DC Circuit Finds DOL’s Unilateral Reversal of Prior Published Enforcement Position Exceeded its Authority; Public Notice and Comment was RequiredOn July 12, 2013 by Schnader in schnaderworks.com
On the heels of a series of high-profile appellate defeats suffered by the NLRB’s efforts at rulemaking, the United States Court of Appeals for the District of Columbia Circuit found that the Department of Labor’s Wage & Hour Division (WHD), exceeded its authority in unilaterally publishing its first ever “Administrator Interpretation” (AI) in 2010. In that AI, the WHD announced that it was abandoning its long-standing practice of publishing Opinion Letters specifically addressing narrow facts presented largely by businesses in favor of more broadly applicable AIs.
WHD’s first AI addressed the proper classification of mortgage loan officers for overtime eligibility. Correctly noting that this issue had prompted frequent litigation, this AI unilaterally announced that:
1) the DOL was rescinding its 2004 opinion letter finding these loan officers are exempt from overtime pay,
2) adopting an interpretation inconsistent with its 2004 “white collar exemption” regulations, and
3) the agency henceforth would begin enforcing the opposite position on the same question.
Pointing to the WHD’s failure to conduct formal rulemaking (requiring the publication of notice and the opening of a comment period to obtain the views of the public) – a requirement of the Administrative Procedure Act – the Mortgage Bankers Association filed a lawsuit seeking to have the AI declared invalid. The Association lost in the District Court but the Court of Appeals reversed. The Appellate Court did not address the merits of the AI, but declared the AI invalid and unenforceable because the WHD did not have the authority to promulgate such an interpretation unilaterally. Of course, the WHD is free to commence formal rulemaking and eventually promulgate the AI as a rule, but it cannot enforce the interpretation it favors until such time.

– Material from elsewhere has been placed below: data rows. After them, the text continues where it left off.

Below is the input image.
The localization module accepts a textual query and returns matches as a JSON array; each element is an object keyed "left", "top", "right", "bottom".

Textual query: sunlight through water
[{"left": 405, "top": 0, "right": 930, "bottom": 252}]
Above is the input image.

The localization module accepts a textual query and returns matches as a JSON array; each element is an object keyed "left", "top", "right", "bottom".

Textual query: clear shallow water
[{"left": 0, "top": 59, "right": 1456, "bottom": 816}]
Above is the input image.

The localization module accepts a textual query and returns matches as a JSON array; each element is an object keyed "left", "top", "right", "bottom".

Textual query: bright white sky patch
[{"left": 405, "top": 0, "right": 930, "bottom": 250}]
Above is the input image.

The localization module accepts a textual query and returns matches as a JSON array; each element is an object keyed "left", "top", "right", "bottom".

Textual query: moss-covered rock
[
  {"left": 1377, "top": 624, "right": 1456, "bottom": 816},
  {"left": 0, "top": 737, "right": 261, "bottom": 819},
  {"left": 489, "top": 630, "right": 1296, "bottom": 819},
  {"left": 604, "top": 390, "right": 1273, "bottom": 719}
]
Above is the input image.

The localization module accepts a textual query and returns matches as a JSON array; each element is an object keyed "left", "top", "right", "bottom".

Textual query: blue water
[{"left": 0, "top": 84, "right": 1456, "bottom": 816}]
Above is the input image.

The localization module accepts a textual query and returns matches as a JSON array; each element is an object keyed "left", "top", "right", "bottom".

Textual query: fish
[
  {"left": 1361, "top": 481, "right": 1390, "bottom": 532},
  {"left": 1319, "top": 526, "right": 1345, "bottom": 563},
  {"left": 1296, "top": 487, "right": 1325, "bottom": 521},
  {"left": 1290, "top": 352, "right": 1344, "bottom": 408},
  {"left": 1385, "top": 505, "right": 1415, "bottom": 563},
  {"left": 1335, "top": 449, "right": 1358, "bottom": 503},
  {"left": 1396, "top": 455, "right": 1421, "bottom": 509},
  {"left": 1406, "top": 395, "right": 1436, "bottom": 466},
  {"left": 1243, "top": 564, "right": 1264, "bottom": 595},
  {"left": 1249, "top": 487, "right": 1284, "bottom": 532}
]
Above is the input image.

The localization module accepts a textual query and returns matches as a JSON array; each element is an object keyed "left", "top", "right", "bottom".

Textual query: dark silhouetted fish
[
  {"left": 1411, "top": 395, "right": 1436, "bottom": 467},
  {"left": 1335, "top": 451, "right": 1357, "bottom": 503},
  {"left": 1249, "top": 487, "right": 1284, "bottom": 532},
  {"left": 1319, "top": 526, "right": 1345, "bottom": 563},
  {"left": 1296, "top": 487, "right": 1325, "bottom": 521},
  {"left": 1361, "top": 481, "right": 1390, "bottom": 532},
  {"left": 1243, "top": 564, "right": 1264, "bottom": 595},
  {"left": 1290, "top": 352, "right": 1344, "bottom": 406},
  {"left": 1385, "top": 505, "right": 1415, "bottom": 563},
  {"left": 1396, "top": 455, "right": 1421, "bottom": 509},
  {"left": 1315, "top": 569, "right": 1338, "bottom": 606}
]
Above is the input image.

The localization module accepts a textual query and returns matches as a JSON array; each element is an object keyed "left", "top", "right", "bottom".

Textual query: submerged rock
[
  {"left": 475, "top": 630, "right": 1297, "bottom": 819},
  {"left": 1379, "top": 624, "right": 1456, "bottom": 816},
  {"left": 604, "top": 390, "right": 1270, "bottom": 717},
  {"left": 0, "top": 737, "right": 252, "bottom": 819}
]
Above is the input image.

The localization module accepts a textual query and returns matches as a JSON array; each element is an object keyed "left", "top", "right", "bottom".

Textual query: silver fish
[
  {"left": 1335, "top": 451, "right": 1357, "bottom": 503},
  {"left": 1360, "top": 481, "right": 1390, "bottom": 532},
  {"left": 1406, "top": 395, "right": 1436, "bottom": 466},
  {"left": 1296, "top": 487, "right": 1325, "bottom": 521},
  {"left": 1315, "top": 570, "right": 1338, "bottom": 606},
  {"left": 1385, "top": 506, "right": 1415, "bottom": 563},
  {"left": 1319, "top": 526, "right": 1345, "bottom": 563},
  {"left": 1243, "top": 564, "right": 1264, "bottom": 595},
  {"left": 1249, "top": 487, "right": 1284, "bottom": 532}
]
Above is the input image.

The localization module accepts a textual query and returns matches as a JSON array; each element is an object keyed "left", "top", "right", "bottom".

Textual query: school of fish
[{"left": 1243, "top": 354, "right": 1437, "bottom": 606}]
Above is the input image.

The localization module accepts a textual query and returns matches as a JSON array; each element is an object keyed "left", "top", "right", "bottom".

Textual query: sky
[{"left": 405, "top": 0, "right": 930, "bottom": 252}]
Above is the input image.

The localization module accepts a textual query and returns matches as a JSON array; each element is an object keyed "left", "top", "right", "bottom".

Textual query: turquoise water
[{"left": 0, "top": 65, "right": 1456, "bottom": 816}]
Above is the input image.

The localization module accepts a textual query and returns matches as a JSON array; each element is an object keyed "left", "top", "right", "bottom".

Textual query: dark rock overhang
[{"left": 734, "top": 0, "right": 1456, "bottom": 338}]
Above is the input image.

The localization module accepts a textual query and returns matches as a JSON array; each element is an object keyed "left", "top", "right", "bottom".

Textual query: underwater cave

The court, which hears a high volume of administrative agency matters, based its opinion on two of its earlier precedents. Those cases hold an agency that has definitively interpreted a published regulation, but then later significantly revises that rule, has effectively amended the regulation – an agency action that must comply with the notice and comment requirements of the Administrative Procedure Act, which seems like a matter of fundamental fairness. The courts have expressed concern over the absence of that quality in the administration of the labor and employment laws by the responsible federal agencies over the past four years.